Thanks for you advice. I changed num_envs to 100 but the training is still stopped abruptly.

task_name: Ant
experiment: 
num_envs: 100
seed: 42
torch_deterministic: False
max_iterations: 
physics_engine: physx
pipeline: gpu
sim_device: cuda:0
rl_device: cuda:0
graphics_device_id: 0
num_threads: 4
solver_type: 1
num_subscenes: 4
test: False
checkpoint: 
multi_gpu: False
headless: False
Setting seed: 42
Started to train
Exact experiment name requested from command line: Ant
/home/jrenaf/.local/lib/python3.6/site-packages/gym/spaces/box.py:74: UserWarning: WARN: Box bound precision lowered by casting to float32
  "Box bound precision lowered by casting to {}".format(self.dtype)
[Warning] [carb.gym.plugin] useGpu is set, forcing single scene (0 subscenes)
Not connected to PVD
+++ Using GPU PhysX
Physics Engine: PhysX
Physics Device: cuda:0
GPU Pipeline: enabled
num envs 100 env spacing 5
Box([-1. -1. -1. -1. -1. -1. -1. -1.], [1. 1. 1. 1. 1. 1. 1. 1.], (8,), float32) Box([-inf -inf -inf -inf -inf -inf -inf -inf -inf -inf -inf -inf -inf -inf -inf -inf -inf -inf -inf -inf -inf -inf -inf -inf -inf -inf -inf -inf -inf -inf -inf -inf -inf -inf -inf -inf -inf -inf -inf -inf -inf -inf -inf -inf -inf -inf -inf -inf -inf -inf -inf -inf -inf -inf -inf -inf -inf -inf -inf -inf], [inf inf inf inf inf inf inf inf inf inf inf inf inf inf inf inf inf inf inf inf inf inf inf inf inf inf inf inf inf inf inf inf inf inf inf inf inf inf inf inf inf inf inf inf inf inf inf inf inf inf inf inf inf inf inf inf inf inf inf inf], (60,), float32)
Env info:
{'action_space': Box([-1. -1. -1. -1. -1. -1. -1. -1.], [1. 1. 1. 1. 1. 1. 1. 1.], (8,), float32), 'observation_space': Box([-inf -inf -inf -inf -inf -inf -inf -inf -inf -inf -inf -inf -inf -inf -inf -inf -inf -inf -inf -inf -inf -inf -inf -inf -inf -inf -inf -inf -inf -inf -inf -inf -inf -inf -inf -inf -inf -inf -inf -inf -inf -inf -inf -inf -inf -inf -inf -inf -inf -inf -inf -inf -inf -inf -inf -inf -inf -inf -inf -inf], [inf inf inf inf inf inf inf inf inf inf inf inf inf inf inf inf inf inf inf inf inf inf inf inf inf inf inf inf inf inf inf inf inf inf inf inf inf inf inf inf inf inf inf inf inf inf inf inf inf inf inf inf inf inf inf inf inf inf inf inf], (60,), float32)}
Error executing job with overrides: ['task=Ant', 'num_envs=100']
Traceback (most recent call last):
  File "train.py", line 112, in launch_rlg_hydra
    'play': cfg.test,
  File "/home/jrenaf/.local/lib/python3.6/site-packages/rl_games/torch_runner.py", line 139, in run
    self.run_train()
  File "/home/jrenaf/.local/lib/python3.6/site-packages/rl_games/torch_runner.py", line 122, in run_train
    agent = self.algo_factory.create(self.algo_name, base_name='run', config=self.config)

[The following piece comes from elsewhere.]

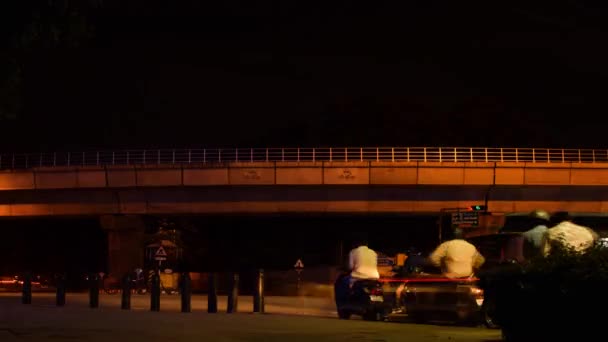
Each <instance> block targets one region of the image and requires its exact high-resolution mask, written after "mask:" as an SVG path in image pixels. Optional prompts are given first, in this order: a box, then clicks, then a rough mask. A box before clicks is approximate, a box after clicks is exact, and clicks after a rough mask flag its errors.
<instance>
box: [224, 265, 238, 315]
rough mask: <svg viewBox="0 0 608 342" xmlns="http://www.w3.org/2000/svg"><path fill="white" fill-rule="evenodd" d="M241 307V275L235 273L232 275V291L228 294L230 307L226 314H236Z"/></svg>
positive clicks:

  File "/home/jrenaf/.local/lib/python3.6/site-packages/rl_games/common/object_factory.py", line 15, in create
    return builder(**kwargs)
  File "/home/jrenaf/.local/lib/python3.6/site-packages/rl_games/torch_runner.py", line 23, in <lambda>
    self.algo_factory.register_builder('a2c_continuous', lambda **kwargs : a2c_continuous.A2CAgent(**kwargs))
  File "/home/jrenaf/.local/lib/python3.6/site-packages/rl_games/algos_torch/a2c_continuous.py", line 18, in __init__
    a2c_common.ContinuousA2CBase.__init__(self, base_name, config)

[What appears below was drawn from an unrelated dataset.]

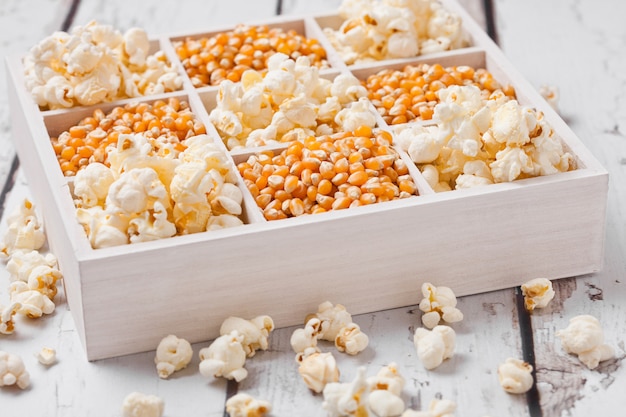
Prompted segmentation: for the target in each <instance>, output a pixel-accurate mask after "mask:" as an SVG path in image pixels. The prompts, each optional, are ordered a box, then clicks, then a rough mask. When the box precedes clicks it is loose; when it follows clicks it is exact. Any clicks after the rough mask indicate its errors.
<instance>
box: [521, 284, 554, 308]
mask: <svg viewBox="0 0 626 417" xmlns="http://www.w3.org/2000/svg"><path fill="white" fill-rule="evenodd" d="M521 289H522V294H523V295H524V305H525V306H526V310H528V311H532V310H534V309H535V308H544V307H545V306H547V305H548V303H550V301H552V299H553V298H554V290H553V289H552V281H550V280H549V279H547V278H535V279H531V280H530V281H528V282H526V283H524V284H522V286H521Z"/></svg>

  File "/home/jrenaf/.local/lib/python3.6/site-packages/rl_games/common/a2c_common.py", line 973, in __init__
    A2CBase.__init__(self, base_name, config)

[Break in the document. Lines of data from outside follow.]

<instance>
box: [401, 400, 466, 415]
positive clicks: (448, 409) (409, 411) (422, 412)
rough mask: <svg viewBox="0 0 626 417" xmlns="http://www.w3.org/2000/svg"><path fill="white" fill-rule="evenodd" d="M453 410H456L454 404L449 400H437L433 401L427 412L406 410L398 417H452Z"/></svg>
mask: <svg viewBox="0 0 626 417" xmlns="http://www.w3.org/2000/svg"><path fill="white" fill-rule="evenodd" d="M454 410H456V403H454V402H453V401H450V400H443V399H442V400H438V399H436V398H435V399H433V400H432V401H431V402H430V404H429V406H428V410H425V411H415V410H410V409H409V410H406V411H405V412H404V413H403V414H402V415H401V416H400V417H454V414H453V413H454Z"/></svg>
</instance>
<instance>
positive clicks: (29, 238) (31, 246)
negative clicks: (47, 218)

  File "/home/jrenaf/.local/lib/python3.6/site-packages/rl_games/common/a2c_common.py", line 171, in __init__
    assert(self.batch_size % self.minibatch_size == 0)
AssertionError

Set the environment variable HYDRA_FULL_ERROR=1 for a complete stack trace.

However, if I set pipeline to CPU, it works fine.